I am not aware of any wrappers. But this thread discusses doing K-Fold - Dog Breed Identification challenge

1 Like


Here is the full code snippet how I did it, but if someone knows a better way, im happy to hear it.

def get_data(sz, f_model, transforms, val_idxs, bs=64):
  tfms = tfms_from_model(f_model, sz, aug_tfms=transforms, max_zoom=1.1)
  return ImageClassifierData.from_csv(PATH, 'newtrain', label_csv, val_idxs=val_idxs, test_name='test', 
tfms=tfms, bs=bs)

#get the full dataset first and then use that to split
data = get_data(sz, [0])
skf = StratifiedKFold(n_splits=4, random_state=seed, shuffle=True)
splits = skf.split(np.zeros(len(data.trn_y)), data.trn_y)
datas = []
for train_index, val_index in splits:
  datas.append(get_data(sz, val_idxs=val_index))
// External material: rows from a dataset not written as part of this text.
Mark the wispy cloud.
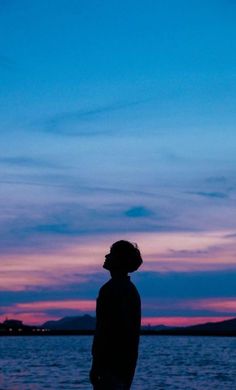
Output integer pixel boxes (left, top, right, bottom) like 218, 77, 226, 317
0, 204, 167, 254
0, 156, 59, 169
189, 191, 229, 199
206, 176, 228, 185
1, 229, 236, 295
143, 299, 231, 318
0, 173, 157, 198
224, 232, 236, 239
2, 299, 96, 314
2, 280, 236, 324
167, 248, 211, 258
135, 269, 236, 301
141, 296, 236, 318
182, 297, 236, 315
0, 178, 177, 253
125, 206, 154, 218
39, 98, 153, 136
186, 175, 236, 201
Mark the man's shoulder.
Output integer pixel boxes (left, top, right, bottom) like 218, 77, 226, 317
99, 279, 113, 295
128, 280, 141, 299
99, 277, 140, 299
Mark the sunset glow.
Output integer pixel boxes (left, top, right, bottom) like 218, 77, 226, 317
1, 0, 236, 328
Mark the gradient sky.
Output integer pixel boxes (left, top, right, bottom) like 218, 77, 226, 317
1, 0, 236, 326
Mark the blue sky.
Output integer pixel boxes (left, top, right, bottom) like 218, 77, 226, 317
1, 0, 236, 325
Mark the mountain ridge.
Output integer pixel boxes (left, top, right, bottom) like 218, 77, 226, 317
1, 315, 236, 336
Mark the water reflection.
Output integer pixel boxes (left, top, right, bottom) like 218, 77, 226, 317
0, 336, 236, 389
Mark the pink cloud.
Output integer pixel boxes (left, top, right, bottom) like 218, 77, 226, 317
14, 299, 96, 311
1, 230, 236, 293
2, 299, 95, 314
0, 312, 59, 325
142, 297, 236, 314
1, 299, 96, 325
2, 298, 235, 327
3, 312, 231, 328
181, 297, 236, 312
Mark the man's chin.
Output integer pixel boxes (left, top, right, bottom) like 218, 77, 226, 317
103, 261, 109, 270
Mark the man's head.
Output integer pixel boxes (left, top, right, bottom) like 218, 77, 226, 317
103, 240, 143, 273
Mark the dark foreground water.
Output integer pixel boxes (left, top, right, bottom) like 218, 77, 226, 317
0, 335, 236, 389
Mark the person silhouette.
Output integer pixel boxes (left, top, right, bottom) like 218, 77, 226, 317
90, 240, 143, 390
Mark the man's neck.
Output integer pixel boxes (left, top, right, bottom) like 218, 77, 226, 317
110, 270, 128, 278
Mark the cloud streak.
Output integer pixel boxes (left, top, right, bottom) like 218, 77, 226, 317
2, 299, 96, 314
188, 191, 229, 199
2, 295, 236, 326
1, 230, 236, 294
0, 156, 60, 169
1, 0, 236, 328
125, 206, 154, 218
39, 98, 154, 136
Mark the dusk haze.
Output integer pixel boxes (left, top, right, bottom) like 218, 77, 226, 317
1, 0, 236, 331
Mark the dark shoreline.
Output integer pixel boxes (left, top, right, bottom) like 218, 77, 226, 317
2, 317, 236, 337
1, 329, 236, 337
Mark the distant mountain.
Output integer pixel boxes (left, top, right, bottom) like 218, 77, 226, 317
2, 316, 236, 336
141, 324, 172, 331
186, 317, 236, 333
42, 315, 172, 332
157, 317, 236, 336
42, 315, 96, 330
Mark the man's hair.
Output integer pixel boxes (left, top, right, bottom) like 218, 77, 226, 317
110, 240, 143, 272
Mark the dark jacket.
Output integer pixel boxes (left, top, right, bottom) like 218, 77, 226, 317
91, 275, 141, 386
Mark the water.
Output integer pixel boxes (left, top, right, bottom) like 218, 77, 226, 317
0, 336, 236, 389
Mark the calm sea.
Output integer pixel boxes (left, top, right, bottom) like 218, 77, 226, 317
0, 335, 236, 389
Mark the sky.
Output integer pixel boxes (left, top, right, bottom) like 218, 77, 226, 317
0, 0, 236, 326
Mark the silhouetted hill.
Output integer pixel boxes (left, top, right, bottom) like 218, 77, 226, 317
1, 319, 32, 331
42, 314, 96, 330
142, 324, 172, 331
187, 317, 236, 333
1, 316, 236, 336
42, 316, 171, 332
157, 317, 236, 336
41, 316, 236, 335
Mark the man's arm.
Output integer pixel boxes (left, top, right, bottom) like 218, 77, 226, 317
90, 285, 111, 384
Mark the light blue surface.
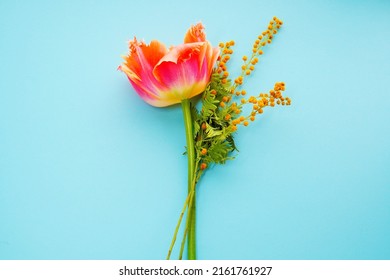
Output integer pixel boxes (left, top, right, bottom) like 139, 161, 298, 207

learn = ConvLearner.pretrained(f_model, datas[0],precompute=False)

#loop through each fold and train for a bit
for data in datas:
   learn.set_data(data), 3, cycle_len=1, cycle_mult=2)

I’m trying something similar but starting with 100 epochs of precompute = True and then switching to precompute = False. When I do this, the first k-fold group always have about 85% validation accuracy before setting precompute=False, and then it has about the same accuracy. However, when I go through the second k-fold set, it jumps from about 85% val_acc with precompute=True to about 97% val_acc after I set precompute=False and train one epoch.

Is there some way this is cheating because it saved somewhere the activations or answers after the first set of training with precompute =True? or is it maybe flipping the validation/test sets in subsequent CV groups?

Nope, I think it’s a result of how K-fold works. It trains the model on 2/3 of the data, call that fold A and evaluates on 1/3 - fold B, then on the second iteration it would train the model on 2/3 - fold C of the data and evaluate on another 1/3 - fold D. The problem is that fold D by definition would include a large percentage of fold A if not all, so the model would have already seen that data in the first pass and would do much better on the second validation set, which would be super misleading, that’s why K-fold used in that context doesn’t yield great numbers. If you truly have a lot of data then you can do non-overlapping splits, but then you might as well be better off to train a full model on all the data and regularize better, then train a couple more slight pertubations of that model on the full data and average all their results either naively or with some kinda of classifier at the end (IE stacking). Hope that helps.

Hello, do you know how to implement cross-validation in fastai v1?